A group of students who are forced to meet in secret have convinced their school—a prominent evangelical Christian university—to change its policies on LGBTQ+ relationships being made public.
Underground LGBTQ+ Activism
The underground LGBTQ+ support and activism group, known as “Haven,” has met off campus to help fellow students and bring change to Azusa Pacific University (APU). California-based APU previously tried to push a transgendered theology professor out of the school.
APU also worked with the students to create a “safe space” for all students, according to the school’s student paper ZU Media.
Effective this fall 2018 semester, Azusa Pacific removed language from its student standard of conduct agreement that prohibited public LGBTQ+ relationships for students on campus. As an evangelical institution, APU still adheres to the Biblical principles of human sexuality—the belief that “sexual union is intended by God to take place only within the marriage covenant between a man and a woman” remains a cornerstone of the university’s foundation.
This change is a result of much dialogue between students and administration. For years, LGBTQ+ students at APU have run an underground support group called Haven.
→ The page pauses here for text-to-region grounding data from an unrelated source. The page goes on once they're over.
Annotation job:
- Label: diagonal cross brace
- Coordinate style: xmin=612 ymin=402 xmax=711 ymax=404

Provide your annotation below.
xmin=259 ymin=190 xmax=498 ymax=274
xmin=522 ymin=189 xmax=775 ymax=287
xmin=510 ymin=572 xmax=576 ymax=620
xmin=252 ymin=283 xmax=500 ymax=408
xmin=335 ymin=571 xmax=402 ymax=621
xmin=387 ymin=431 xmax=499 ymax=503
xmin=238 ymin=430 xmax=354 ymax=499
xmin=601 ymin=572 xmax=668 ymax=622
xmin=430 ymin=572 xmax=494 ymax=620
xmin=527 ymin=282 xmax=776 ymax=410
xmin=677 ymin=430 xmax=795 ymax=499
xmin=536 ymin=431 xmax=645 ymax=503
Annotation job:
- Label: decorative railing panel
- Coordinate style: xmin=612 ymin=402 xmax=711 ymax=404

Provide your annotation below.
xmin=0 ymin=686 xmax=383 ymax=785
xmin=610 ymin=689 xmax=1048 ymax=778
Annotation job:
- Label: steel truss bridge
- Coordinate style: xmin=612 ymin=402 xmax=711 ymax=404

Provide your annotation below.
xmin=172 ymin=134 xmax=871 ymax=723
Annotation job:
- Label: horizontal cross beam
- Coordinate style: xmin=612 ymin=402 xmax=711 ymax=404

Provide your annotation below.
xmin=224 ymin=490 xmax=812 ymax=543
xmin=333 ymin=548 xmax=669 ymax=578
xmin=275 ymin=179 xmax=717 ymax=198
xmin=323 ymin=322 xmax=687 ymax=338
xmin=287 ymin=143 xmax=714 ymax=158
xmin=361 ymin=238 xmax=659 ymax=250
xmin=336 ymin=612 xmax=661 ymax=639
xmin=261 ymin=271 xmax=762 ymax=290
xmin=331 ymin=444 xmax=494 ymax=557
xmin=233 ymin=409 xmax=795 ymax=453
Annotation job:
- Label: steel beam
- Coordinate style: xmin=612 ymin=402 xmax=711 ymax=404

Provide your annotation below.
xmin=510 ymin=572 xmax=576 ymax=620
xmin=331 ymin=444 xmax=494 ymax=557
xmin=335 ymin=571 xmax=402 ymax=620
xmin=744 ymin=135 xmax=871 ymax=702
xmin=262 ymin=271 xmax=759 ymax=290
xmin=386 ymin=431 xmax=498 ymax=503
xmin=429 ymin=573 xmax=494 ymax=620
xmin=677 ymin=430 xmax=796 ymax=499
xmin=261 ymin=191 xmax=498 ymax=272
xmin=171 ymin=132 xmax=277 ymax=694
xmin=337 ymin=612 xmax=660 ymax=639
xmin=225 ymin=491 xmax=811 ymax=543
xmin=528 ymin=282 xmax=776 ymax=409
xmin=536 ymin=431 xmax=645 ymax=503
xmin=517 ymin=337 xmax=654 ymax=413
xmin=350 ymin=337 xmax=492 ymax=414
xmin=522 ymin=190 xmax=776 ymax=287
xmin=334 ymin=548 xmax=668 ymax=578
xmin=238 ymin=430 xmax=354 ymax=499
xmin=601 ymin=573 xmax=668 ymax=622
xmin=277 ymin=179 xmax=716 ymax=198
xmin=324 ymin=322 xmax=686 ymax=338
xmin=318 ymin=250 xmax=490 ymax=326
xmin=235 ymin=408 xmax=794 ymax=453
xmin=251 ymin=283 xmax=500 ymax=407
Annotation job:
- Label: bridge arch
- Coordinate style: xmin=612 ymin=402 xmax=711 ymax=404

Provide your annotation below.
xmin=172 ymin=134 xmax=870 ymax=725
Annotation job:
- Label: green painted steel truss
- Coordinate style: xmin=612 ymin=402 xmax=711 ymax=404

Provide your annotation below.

However, because they weren’t endorsed by APU as an official club, they couldn’t gather on campus or advertise their meetings.
The group met in apartments around APU because members only knew about Haven by word-of-mouth. Members of Haven were motivated to have their voices heard after an APU faculty member was the target of a hate crime on campus, where LGBTQ+ slurs were used against him.
Talking to Administrators
Members of Haven reportedly got help from fellow LGBTQ+ organization Brave Commons when discussing the issue of equality with the school’s administration. Eventually, the school actually did something.
The students spoke, and the administrative board listened. Associate Dean of Students Bill Fiala, Ph.D., said that as the board evaluated their code of conduct, they wanted to be attentive to equity.
“The changes that occurred to the handbooks around sexual behavior creates one standard for all undergraduate students, as opposed to differential standards for different groups,” Fiala said. “The change that happened with the code of conduct is still in alignment with our identity as a Christian institution. The language changed, but the spirit didn’t. Our spirit is still a conservative, evangelical perspective on human sexuality.”
In addition to this change to the code of conduct, the Office of Student Life has worked with students to co-create a pilot program to provide a safe space for LGBTQ+ students on campus.
This is a huge step forward, and that should be acknowledged, but the school has a long way to go before it is considered a bastion of LGBTQ+ equality. School officials will have to amend the spirit of their anti-gay prejudices, and not just the language of their code of conduct, if they want to truly step into the 21st Century.